En los últimos tiempos le había enviado a su amigo Omar Abdulaziz más de 400 mensajes por WatsApp en los que criticaba severamente a Salman. Los 2 creían que comunicándose por WhatsApp estaban a salvo de la inteligencia saudita, pero no era cierto: hace ya algún tiempo que los israelíes habían descubierto cómo vulnerar esos códigos y presumiblemente casi todos los servicios de espionaje poseen el modo de penetrar el popular (y gratis) sistema de comunicación.

Khashoggi tenía a Salman por un joven petulante e implacable que tomaba prisionero a cualquiera. Cita CNN: “Los arrestos no están justificados y no le sirven (dicta la lógica), pero la tiranía no tiene lógica, él ama la fuerza, la opresión y necesita presumirlas. Es como una bestia ‘pac man’ que mientras más víctimas come, más quiere. No me sorprendería que la opresión alcanzara incluso a aquellos que lo celebran, luego otros y otros más y así en adelante. Dios sabe”.

Cuando la prensa le ha preguntado a Trump sobre las razones de su encubrimiento a Salman, el presidente norteamericano ha dicho una falsedad (“pudiera haberlo hecho o pudiera no haberlo hecho”), pero enseguida ha respondido como un vendedor, contado la razón económica tras esa farsa insostenible: Arabia Saudita es un socio de máxima importancia. Le vende a Estados Unidos 9% del petróleo que el país importa y le compra 98% de las armas y proyectiles que utiliza. Estamos hablando de miles de millones de dólares, sin contar los gastos de guerra de los Emiratos Árabes Unidos, de Egipto y Turquía, también clientes de Washington.

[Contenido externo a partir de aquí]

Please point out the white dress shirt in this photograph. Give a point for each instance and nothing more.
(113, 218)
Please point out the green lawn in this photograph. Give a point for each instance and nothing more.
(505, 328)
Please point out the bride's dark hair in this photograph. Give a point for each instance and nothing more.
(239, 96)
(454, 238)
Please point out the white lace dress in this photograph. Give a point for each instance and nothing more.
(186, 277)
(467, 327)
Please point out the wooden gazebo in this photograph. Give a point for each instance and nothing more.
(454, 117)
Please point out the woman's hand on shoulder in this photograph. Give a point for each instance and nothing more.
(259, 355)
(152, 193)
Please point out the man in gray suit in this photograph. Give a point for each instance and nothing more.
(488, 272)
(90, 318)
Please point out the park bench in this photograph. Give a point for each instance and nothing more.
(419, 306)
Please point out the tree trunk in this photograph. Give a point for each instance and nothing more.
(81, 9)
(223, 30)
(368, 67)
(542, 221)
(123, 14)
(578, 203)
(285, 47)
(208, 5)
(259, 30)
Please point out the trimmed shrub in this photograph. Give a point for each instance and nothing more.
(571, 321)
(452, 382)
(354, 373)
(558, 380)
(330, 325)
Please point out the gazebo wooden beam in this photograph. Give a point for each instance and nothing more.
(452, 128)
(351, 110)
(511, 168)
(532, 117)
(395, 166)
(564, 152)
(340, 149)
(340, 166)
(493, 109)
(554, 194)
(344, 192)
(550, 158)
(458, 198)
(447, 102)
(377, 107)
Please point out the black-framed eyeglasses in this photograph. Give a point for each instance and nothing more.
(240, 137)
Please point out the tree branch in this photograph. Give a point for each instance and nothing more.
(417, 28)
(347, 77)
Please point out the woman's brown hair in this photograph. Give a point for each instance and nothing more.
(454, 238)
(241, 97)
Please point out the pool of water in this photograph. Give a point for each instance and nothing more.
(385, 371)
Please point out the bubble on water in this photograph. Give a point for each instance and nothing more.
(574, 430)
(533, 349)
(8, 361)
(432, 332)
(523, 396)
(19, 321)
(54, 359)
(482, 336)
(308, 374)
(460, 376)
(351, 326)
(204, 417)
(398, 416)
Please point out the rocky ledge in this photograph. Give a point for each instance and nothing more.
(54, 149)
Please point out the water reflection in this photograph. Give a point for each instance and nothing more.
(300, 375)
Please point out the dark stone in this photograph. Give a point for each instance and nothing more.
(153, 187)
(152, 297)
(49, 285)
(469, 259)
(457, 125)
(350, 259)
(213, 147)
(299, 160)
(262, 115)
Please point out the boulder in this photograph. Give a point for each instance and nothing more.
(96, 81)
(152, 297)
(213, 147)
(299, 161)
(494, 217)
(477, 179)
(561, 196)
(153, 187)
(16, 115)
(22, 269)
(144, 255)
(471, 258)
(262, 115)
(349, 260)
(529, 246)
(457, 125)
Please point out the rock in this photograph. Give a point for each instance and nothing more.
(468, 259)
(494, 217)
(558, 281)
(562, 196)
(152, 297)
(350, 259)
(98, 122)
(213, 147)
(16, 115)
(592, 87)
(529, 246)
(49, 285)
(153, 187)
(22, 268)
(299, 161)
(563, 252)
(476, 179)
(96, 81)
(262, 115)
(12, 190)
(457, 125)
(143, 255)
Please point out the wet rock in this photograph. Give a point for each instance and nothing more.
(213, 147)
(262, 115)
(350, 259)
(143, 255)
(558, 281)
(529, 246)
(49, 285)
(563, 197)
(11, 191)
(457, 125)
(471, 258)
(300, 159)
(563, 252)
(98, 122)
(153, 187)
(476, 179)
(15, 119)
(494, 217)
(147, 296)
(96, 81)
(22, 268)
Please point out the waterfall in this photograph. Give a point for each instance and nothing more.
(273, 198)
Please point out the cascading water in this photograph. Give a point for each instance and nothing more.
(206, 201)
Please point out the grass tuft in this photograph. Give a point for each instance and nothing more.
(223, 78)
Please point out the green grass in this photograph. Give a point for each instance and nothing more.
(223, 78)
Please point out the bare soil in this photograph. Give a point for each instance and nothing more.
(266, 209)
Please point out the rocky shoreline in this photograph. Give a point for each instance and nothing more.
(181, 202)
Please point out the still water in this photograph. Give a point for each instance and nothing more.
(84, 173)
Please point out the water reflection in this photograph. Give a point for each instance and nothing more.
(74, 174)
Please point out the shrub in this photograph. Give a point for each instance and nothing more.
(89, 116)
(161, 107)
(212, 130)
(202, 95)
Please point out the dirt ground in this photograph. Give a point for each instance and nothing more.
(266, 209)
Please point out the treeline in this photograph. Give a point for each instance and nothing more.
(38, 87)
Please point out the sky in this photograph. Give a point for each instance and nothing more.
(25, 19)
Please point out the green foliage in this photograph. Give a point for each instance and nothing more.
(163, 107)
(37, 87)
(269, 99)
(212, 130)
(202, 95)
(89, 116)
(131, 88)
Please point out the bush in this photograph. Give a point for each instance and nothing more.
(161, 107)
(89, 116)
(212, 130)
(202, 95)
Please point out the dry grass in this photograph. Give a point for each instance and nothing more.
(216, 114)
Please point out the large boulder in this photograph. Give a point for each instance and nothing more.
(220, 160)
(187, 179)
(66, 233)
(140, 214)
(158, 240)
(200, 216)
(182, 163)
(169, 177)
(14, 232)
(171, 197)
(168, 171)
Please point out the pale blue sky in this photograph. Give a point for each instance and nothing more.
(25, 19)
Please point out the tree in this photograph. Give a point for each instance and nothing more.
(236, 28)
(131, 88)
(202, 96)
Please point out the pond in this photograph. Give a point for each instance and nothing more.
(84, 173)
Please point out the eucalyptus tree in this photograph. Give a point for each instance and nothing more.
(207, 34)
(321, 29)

En este y parecidos episodios, protagonizados tanto por demócratas como por republicanos, se advierte la enorme contradicción que existe entre el discurso de la libertad y la conducta de los diferentes gobiernos. Y la excusa (también cierta) es que si las armas no las vendiera Estados Unidos, los beneficiados serían otros poderes adversarios: Rusia o China se quedarían con esos mercados, o incluso Francia, Inglaterra, Alemania, o España, otros de los grandes o medianos mercaderes de armamentos.

En todo caso, es un disparate mayúsculo que el presidente –sea Trump u Obama– o la Corona española o la inglesa patrocinen intereses (la industria armamentista, los hoteleros, los que sean), como si a todos los habitantes de sus países les conviniera el éxito económico de esos sectores. Eso no es verdad. Cuando yo era joven creía que “lo que era bueno para la General Motor era bueno para Estados Unidos”. No es cierto. Lo que es bueno para la sociedad lo determina el libre mercado y no los acuerdos mercantilistas de los gobernantes, punto de partida de tantos negocietes indignos, como se ha visto con los Odebrecht de este mundo.

Contrario a la leyenda, los países no tienen intereses económicos discernibles. Lo que es bueno para los exportadores es malo para los importadores y viceversa. Las empresas son las que tienen intereses. Los presidentes y los reyes son solo los depositarios de los valores generales de la sociedad. Si Trump hubiera suscrito este principio la sangre de Khashoggi no hubiera manchado la Casa Blanca y él no estaría en apuros.